Teachers, administrators, parents, and students in New Jersey have to understand that this new teacher evaluation program has serious flaws that have not been acknowledged, let alone addressed. To that end - and I hope the good people on the EPAC panel, including Morgan, understand the spirit in which I offer this criticism - let me address some critical points in Morgan's op-ed:
One of the measures of AchieveNJ, the proposed system -- and the one that has received the most press attention -- is the Student Growth Percentile (SGP) score. The SGP is a measure of how a teacher’s students have grown on the New Jersey Assessment of Skills and Knowledge (NJ ASK) in comparison to those statewide who are most like them academically. As an eighth-grade language arts teacher, I am one of those teachers who will receive an SGP rating. Personally, I am very curious to see my score, and I know that it is going to give me valuable data about the students I teach and my impact on their learning.(I'm going to forgo a lot of links in this post, because everything you need to know is here. And if that's a little too technical for you, don't worry - read this.)
It would be one thing if the SGP component of AchieveNJ was solely about letting a teacher "see her score"; it is not. The SGP measure is a mandatory, rigidly applied portion of the evaluation for a small subset of teachers (4-8 grade math and language arts). The median SGP (mSGP) Morgan and her fellow teachers receive has a high-stakes consequence attached to it; it is not merely information to help instruction. How could it be? After all, Morgan's students will already be in high school when she gets their SGPs.

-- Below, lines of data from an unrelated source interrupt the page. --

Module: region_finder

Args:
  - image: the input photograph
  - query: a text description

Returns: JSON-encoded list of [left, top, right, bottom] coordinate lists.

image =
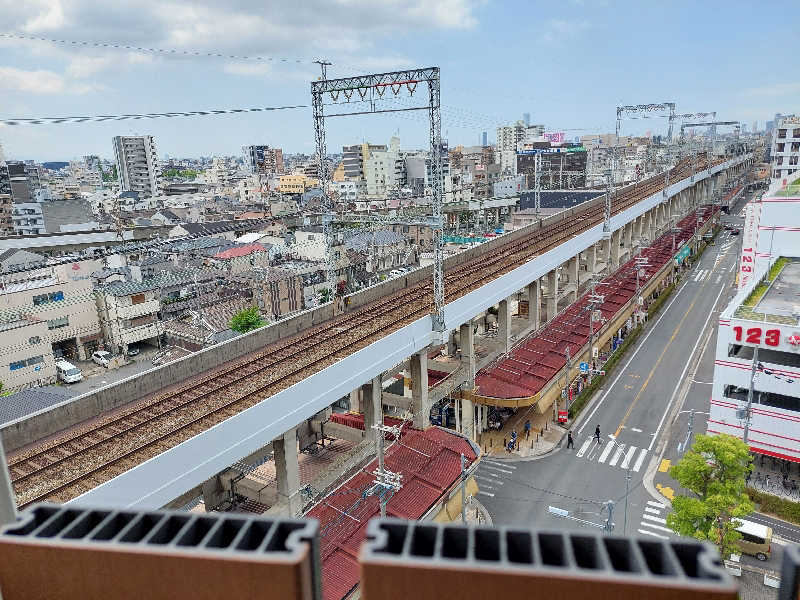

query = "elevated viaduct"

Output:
[[2, 155, 752, 513]]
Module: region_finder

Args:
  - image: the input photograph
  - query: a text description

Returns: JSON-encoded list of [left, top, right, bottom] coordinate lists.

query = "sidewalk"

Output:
[[479, 408, 567, 458]]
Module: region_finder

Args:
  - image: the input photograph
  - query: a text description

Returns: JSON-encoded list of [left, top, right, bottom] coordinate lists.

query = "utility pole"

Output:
[[461, 452, 467, 525], [605, 500, 614, 533], [0, 434, 17, 525], [742, 346, 758, 444]]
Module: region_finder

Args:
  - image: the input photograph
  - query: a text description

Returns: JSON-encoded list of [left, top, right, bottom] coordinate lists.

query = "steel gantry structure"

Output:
[[311, 68, 445, 334]]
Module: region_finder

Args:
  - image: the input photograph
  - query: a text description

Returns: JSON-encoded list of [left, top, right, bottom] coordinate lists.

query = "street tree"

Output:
[[667, 435, 754, 557], [230, 306, 268, 333]]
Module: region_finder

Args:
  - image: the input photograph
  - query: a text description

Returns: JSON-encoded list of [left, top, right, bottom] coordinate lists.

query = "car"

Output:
[[92, 350, 113, 368]]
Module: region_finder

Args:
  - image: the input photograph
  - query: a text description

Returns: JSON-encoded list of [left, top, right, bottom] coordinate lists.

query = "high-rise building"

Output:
[[242, 146, 284, 175], [113, 135, 161, 198], [770, 115, 800, 179]]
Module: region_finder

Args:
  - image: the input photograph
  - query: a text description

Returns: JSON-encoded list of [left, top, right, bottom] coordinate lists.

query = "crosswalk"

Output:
[[575, 437, 647, 473], [475, 458, 517, 498], [636, 500, 677, 540]]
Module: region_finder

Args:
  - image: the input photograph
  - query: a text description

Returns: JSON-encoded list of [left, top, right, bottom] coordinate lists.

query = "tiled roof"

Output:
[[306, 424, 477, 600], [214, 242, 268, 260], [475, 208, 710, 398]]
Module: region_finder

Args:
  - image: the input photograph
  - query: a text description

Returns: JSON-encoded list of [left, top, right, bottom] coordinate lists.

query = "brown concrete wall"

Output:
[[2, 304, 333, 452]]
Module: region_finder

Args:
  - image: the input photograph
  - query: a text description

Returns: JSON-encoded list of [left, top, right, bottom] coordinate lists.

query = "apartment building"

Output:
[[11, 202, 47, 235], [113, 135, 161, 198], [770, 115, 800, 181], [242, 146, 284, 175], [0, 261, 102, 388], [96, 278, 161, 354]]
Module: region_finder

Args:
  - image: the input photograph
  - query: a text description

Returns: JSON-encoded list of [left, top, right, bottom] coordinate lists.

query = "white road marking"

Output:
[[575, 438, 594, 458], [619, 446, 636, 469], [608, 448, 625, 467], [597, 443, 614, 463], [481, 465, 514, 474], [648, 285, 725, 450], [639, 521, 675, 533], [481, 459, 517, 469], [637, 529, 669, 540], [633, 448, 647, 473], [642, 515, 667, 525], [578, 285, 686, 433]]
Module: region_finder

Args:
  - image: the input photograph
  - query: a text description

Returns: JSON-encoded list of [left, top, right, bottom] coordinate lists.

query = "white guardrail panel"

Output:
[[70, 160, 741, 509]]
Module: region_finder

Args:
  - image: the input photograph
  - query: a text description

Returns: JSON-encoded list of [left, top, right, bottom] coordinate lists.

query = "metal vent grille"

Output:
[[362, 519, 736, 598], [0, 504, 321, 599]]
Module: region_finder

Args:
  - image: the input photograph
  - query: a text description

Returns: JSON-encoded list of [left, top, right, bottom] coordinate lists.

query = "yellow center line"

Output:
[[614, 237, 717, 437]]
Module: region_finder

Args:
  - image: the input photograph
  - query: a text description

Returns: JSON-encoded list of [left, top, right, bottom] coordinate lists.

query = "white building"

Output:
[[114, 135, 161, 197], [708, 180, 800, 462], [11, 202, 46, 235], [771, 115, 800, 182]]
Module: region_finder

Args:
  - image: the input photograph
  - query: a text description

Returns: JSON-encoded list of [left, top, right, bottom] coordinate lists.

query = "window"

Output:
[[33, 292, 64, 306], [47, 317, 69, 329]]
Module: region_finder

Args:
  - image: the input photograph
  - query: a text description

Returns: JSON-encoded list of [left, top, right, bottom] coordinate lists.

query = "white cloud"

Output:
[[541, 19, 591, 43], [0, 67, 65, 94]]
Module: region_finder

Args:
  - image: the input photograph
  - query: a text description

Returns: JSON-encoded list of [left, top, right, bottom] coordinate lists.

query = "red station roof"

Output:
[[475, 207, 711, 399], [306, 422, 477, 600]]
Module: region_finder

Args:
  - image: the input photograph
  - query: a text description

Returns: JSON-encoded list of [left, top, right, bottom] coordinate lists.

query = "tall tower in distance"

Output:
[[113, 135, 161, 198]]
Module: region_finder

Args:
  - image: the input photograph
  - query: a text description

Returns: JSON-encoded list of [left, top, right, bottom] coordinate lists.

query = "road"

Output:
[[477, 192, 800, 568]]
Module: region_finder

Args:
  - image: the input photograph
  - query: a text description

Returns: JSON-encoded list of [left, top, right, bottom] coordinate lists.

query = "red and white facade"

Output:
[[708, 190, 800, 462]]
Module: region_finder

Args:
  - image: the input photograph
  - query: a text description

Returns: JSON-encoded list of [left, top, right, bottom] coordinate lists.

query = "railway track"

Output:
[[9, 154, 724, 507]]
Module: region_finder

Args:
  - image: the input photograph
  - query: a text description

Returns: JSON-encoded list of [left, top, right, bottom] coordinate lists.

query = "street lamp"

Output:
[[608, 434, 631, 535]]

The use of SGPs is almost entirely for accountability, not instructional improvement. The NJDOE has gone on for a while now about how valuable it will be for a teacher or administrator to see how a child "grows" in comparison to his or her "peers." But because SGPs are descriptive and do not even attempt to find the cause for growth, the value of them as instructional assessments has been way overhyped. It's far more critical that we find out why a child is or isn't growing at her full potential than to compare her to her "peers."
As to those "peers" - the only characteristic they share is a similar history in previous scores. SGPs do not attempt to add student characteristics into their description, and we have very good evidence that this creates a bias (one not well ameliorated, by the way, by the use of value-added models, or VAMs). Given that classrooms are not assigned similar rosters of students, either within or between schools and districts, there is every reason to believe the teachers who educate the neediest children will suffer a disadvantage.

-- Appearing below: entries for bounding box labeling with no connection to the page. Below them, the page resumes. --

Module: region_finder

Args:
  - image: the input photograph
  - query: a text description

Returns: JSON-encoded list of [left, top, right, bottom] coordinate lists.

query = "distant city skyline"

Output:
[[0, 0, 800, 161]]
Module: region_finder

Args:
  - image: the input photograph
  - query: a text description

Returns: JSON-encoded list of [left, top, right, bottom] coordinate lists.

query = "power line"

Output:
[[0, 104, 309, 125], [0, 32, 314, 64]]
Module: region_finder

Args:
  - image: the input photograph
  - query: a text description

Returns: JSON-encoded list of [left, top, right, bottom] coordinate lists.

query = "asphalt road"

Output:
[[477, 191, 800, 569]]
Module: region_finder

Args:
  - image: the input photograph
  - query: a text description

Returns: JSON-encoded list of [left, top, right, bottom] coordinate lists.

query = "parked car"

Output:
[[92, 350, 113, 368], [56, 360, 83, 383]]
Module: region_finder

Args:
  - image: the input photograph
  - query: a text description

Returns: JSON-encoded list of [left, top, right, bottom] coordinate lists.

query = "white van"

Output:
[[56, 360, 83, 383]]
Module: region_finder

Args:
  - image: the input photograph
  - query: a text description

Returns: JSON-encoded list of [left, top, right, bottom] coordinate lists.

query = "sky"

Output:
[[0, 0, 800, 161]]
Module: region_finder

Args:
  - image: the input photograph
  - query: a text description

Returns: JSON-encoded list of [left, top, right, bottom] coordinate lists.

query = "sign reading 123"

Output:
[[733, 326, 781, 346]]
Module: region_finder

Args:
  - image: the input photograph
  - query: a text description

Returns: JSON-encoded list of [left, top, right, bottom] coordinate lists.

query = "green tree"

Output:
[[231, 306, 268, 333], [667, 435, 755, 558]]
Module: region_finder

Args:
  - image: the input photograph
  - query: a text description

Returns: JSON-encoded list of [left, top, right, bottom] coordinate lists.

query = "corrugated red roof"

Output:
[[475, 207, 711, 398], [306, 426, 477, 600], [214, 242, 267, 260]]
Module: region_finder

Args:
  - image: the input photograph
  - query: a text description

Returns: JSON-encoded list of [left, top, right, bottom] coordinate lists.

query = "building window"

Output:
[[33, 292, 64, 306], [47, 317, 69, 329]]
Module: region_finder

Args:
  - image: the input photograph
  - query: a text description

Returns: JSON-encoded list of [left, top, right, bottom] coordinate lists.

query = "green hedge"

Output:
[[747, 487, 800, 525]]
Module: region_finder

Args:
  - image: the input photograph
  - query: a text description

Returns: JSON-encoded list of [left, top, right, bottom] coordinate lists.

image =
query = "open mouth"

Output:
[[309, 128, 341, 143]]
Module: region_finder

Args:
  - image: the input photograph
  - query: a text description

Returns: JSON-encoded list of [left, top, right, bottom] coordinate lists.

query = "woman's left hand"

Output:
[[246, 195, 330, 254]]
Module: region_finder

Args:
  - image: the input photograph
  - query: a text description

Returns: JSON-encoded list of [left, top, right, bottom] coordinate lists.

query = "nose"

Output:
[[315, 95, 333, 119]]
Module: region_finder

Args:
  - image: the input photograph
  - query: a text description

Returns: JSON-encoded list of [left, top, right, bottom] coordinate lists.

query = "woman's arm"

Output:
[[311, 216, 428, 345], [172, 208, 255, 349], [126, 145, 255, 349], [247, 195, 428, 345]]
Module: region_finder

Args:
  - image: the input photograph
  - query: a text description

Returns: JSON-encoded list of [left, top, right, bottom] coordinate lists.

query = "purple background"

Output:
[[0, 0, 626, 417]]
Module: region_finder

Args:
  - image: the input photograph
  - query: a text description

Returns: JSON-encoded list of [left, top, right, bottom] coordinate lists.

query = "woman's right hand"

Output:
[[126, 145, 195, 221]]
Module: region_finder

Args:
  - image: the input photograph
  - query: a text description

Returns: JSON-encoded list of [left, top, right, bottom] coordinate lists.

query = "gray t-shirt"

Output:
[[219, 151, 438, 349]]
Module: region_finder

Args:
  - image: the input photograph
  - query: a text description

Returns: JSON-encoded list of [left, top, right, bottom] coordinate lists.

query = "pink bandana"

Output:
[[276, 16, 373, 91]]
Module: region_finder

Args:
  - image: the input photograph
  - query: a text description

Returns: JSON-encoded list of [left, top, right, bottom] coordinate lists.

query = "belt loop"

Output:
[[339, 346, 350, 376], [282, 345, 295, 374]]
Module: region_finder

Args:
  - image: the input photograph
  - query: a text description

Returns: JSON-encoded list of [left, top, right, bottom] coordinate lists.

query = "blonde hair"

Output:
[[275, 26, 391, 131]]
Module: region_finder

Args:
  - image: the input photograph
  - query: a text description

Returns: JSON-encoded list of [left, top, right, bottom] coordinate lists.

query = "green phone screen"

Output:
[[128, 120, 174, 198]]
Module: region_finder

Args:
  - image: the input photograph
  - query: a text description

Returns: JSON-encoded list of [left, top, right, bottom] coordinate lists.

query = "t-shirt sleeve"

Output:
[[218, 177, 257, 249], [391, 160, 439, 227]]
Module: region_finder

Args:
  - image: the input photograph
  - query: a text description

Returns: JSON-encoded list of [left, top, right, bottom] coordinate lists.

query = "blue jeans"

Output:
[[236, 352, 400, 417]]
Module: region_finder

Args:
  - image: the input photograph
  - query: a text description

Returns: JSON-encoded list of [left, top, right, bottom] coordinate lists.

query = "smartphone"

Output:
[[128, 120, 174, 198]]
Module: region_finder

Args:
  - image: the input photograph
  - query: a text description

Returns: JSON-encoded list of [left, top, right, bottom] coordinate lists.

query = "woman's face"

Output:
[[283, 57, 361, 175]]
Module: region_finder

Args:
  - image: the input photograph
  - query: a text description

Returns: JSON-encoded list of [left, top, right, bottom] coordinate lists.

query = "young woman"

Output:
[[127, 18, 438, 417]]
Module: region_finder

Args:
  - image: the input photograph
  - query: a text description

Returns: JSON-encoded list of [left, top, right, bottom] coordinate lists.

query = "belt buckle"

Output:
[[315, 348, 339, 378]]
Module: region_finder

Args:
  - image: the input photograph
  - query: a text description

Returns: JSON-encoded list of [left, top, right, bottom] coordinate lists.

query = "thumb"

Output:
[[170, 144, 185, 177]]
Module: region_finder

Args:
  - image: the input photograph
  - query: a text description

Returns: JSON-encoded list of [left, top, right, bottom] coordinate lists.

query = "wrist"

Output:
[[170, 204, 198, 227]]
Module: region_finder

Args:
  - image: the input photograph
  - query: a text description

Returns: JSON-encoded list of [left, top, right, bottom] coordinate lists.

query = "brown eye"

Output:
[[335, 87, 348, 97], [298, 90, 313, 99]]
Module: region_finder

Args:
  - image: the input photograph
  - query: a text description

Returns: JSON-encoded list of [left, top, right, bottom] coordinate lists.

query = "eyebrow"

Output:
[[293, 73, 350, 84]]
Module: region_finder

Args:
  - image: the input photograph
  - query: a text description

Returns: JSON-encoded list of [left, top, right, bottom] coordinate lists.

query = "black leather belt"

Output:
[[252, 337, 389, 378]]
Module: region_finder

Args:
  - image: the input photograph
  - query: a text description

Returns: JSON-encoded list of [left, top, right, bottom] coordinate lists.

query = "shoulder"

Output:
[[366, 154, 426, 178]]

And then there's the problem of using the median SGP of a class, which is mathematically suspect. All of this adds up to a system about which any teacher should have serious concerns. So it's more than a little frustrating to read a piece where these concerns are brushed aside so easily. NJDOE owes the teachers of this state serious answers to their concerns; they are not to be found here.

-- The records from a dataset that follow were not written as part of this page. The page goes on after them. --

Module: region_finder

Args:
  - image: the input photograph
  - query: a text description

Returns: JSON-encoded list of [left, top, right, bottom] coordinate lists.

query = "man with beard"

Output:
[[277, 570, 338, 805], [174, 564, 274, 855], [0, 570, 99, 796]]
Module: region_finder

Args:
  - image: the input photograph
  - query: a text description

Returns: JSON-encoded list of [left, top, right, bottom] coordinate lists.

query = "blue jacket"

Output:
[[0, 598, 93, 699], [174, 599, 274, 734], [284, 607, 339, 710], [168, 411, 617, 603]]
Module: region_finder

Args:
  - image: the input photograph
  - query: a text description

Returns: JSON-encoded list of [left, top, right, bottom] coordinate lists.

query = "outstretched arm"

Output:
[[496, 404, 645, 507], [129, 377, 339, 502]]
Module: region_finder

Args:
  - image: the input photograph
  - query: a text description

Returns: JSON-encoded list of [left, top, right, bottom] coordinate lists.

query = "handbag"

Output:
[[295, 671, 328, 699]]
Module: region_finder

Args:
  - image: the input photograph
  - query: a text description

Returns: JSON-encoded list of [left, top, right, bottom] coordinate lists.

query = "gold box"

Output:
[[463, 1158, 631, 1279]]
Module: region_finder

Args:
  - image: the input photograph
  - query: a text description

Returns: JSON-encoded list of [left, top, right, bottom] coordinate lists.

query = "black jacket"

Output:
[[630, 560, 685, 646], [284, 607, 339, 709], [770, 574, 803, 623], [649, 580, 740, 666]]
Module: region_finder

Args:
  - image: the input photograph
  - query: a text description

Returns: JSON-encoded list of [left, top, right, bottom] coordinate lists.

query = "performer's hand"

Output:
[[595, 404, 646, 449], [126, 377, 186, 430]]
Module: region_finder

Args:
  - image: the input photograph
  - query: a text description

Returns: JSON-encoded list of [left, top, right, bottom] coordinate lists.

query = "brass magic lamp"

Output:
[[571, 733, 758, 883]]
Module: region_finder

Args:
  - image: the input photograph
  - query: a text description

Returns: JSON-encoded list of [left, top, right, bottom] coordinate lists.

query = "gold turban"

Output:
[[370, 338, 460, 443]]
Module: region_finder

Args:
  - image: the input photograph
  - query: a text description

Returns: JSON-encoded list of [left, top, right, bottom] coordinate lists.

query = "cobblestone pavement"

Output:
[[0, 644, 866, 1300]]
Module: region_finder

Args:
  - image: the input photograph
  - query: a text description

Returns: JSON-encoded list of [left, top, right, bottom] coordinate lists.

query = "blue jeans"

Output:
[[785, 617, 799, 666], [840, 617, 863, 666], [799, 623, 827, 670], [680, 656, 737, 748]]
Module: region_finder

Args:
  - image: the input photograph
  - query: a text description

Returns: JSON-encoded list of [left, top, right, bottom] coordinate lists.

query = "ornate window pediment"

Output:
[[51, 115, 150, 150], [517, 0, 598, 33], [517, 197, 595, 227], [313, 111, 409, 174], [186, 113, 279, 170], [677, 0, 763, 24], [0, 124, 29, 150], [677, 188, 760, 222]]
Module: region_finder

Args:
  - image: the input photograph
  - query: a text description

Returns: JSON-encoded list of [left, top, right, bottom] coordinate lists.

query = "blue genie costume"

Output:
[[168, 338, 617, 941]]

As to the SGOs: I would refer all readers to Dr. Howard Wainer, a distinguished education researcher:
There is no research that NJDOE has put forward - none - that justifies using SGOs as 15% of a teacher's evaluation. As a long-time observer of NJDOE, I strongly suspect SGOs are being put into place in an attempt to placate critics who have pointed out that only a small number of teachers will be subject to evaluation by SGPs.
Again: I am not going to criticize the motivations of any of the members of EPAC. But this op-ed piece is not helpful: it evades addressing the central concerns with AchieveNJ, and it asks teachers to happily sign on to a system of evaluation that has no support in research. Unless and until the NJDOE is prepared to seriously and substantively answer the criticisms leveled against these rigid, top-down, unsupported regulations, no teacher should buy into what comes across as little better than propaganda.